More parallel+serial discussion

Created by: germasch

This is follow-up from #1443 (closed) and PR #1466. The PR addresses the fundamentals of the issue, but the work isn't really complete.

Open issues:

python bindings support (I think @pnorbert is working on this, should be relatively straightforward).
which parts of adios2 make sense to support in serial mode? (InsituMPI: probably not, but maybe all / most of the rest)? Right now, BP3/BP4 and HDF5 are supported, if lightly tested.
SST should be supported, but is harder because it's a separate lib, and uses C.
corner cases with the current implementation.

The current approach is to replace MPI_* functions by their SMPI_* wrapper equivalents. These wrappers will call through to the real MPI if it's initialized (and not finalized), otherwise it'll do the MPI dummy stuff. I somewhat deliberately only changed selected pieces to use those wrappers, since I'm not too convinced that it's a real clean approach, though I'm torn about that. It could however, be considered to do a global search and replace and use the wrappers everywhere. Some things still wouldn't work (e.g., no easy way to implement MPI_Send/MPI_Recv properly on a single proc). The current state isn't horrible, ie., if someone were to try to use some part which hasn't been converted to SMPI_* wrappers w/o calling MPI_Init, they'd get MPI complaining about just that, rather than some mysterious subtle problms.

What I think would be cleaner, but potentially involve some code duplication, would be to have separate code paths for serial/parallel case where both are supported. e.g., in the serial case, AggregateMetadata probably shouldn't even be called. This, however, requires being able to distinguish whether a function is meant to execute serially. I think there is one straightforward way to make that distinction, ie., define MPI_COMM_NULL as having the meaning "don't use MPI, this executes serially". That's clearer than the current reliance on MPI_Initialized/MPI_Finalized; that status, one should note, might actually change along the way.
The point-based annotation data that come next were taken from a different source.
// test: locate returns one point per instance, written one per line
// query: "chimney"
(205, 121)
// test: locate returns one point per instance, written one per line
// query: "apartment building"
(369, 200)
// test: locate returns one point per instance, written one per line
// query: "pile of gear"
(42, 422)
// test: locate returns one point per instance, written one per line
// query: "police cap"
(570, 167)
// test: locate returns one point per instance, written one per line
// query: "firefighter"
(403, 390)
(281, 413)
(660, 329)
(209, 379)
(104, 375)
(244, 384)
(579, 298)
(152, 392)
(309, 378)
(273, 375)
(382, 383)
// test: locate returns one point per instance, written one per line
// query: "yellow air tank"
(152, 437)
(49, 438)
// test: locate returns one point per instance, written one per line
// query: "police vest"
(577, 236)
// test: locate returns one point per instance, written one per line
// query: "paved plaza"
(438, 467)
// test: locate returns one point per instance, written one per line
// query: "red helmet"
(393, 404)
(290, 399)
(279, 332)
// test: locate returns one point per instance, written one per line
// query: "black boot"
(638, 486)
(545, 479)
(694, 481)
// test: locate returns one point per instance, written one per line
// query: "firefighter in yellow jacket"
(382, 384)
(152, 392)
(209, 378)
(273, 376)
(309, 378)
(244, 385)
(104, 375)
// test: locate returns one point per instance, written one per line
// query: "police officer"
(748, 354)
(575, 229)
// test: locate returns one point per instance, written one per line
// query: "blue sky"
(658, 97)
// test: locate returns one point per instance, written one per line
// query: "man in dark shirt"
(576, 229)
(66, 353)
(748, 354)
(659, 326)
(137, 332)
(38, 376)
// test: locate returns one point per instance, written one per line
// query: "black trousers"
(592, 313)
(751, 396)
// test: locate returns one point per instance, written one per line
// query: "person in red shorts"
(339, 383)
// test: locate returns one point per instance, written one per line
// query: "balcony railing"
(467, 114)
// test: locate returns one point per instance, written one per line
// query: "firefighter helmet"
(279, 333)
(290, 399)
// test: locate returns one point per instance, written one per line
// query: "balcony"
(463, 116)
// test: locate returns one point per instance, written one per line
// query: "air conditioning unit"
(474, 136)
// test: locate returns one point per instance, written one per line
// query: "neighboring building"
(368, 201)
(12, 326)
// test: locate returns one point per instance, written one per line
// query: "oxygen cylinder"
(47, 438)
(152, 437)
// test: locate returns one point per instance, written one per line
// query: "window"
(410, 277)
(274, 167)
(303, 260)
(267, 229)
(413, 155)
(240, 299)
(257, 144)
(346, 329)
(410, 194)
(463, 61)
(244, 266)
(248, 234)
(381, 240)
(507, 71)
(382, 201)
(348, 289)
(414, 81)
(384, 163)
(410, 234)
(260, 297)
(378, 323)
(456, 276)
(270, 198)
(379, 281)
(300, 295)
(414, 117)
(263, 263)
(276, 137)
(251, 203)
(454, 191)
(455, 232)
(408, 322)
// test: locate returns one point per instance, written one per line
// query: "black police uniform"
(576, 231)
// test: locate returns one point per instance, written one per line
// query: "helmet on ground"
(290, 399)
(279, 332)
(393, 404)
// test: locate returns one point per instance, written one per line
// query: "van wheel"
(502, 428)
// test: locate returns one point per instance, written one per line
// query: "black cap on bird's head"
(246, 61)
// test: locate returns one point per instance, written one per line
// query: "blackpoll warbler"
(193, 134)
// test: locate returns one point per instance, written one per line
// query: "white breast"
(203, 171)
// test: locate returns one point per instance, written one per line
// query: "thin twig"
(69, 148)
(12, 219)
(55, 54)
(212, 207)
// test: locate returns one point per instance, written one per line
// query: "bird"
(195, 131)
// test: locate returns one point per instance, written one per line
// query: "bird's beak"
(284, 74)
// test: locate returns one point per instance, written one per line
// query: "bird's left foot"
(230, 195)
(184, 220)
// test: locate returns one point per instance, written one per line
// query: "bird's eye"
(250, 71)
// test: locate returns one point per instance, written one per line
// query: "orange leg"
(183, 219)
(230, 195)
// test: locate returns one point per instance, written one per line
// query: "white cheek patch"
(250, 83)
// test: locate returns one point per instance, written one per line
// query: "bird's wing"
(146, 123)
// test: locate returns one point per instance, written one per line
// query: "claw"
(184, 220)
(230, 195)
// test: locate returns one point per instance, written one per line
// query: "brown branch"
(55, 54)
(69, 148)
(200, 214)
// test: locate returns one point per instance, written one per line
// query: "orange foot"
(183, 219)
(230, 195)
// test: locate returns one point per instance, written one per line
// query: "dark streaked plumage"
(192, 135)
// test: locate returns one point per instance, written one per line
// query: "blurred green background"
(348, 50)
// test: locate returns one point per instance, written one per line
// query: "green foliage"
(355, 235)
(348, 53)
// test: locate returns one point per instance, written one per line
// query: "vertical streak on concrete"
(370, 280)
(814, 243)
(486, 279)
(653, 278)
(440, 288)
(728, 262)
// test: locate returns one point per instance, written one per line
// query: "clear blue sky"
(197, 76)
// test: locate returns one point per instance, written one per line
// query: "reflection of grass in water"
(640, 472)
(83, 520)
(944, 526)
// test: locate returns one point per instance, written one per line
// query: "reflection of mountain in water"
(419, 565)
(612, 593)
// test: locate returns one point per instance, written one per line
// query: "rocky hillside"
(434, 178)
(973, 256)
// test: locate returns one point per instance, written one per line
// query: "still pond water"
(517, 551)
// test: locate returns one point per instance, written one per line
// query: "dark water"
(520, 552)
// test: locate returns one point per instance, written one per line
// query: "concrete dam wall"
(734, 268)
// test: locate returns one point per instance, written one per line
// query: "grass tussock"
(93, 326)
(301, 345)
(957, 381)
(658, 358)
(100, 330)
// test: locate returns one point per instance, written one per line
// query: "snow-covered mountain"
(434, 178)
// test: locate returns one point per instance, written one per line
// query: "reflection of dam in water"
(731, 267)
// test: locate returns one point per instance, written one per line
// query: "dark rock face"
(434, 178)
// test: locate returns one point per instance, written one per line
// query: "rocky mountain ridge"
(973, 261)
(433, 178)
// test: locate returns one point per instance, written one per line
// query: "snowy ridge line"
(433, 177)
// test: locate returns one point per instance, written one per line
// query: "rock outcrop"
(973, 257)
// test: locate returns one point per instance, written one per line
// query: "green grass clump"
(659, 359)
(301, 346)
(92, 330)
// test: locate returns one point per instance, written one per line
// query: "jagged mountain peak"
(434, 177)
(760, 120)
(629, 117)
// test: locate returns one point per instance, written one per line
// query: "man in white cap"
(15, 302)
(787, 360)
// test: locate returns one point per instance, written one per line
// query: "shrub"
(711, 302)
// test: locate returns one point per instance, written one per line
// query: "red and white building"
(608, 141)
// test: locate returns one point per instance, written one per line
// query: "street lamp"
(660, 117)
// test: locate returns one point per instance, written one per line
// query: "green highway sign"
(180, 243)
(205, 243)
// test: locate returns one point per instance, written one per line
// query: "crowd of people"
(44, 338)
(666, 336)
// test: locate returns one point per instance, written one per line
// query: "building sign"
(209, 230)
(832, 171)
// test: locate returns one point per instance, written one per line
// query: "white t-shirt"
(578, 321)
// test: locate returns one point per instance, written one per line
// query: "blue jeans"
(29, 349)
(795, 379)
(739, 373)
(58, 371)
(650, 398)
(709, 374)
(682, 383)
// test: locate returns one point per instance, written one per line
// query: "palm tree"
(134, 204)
So it's possible to have SMPI_Comm_dup return the communicator itself when called before MPI_Init (because that's what mpidummy) does, then initialize MPI, and then eventually have SMPI_Comm_free call the real MPI_Comm_free, which will rightfully complain that the communicator hadn't been dup'd in the first place. This actually happens in real life, which is why I didn't change the MPI_Comm_dup handling inside of core::ADIOS for now.

Switching between real MPI and mpidummy based on the communicator (MPI_COMM_NULL vs not) resolves a lot of ambiguity -- it's also cheaper than having to check MPI_Initialized and MPI_Finalized on every MPI call, so I'd be in favor of going that way. That's also a pretty small/localized change.

On the bigger issue (wrap everything with SMPI vs separate code paths), I think one might have try and look at it to decide what's better.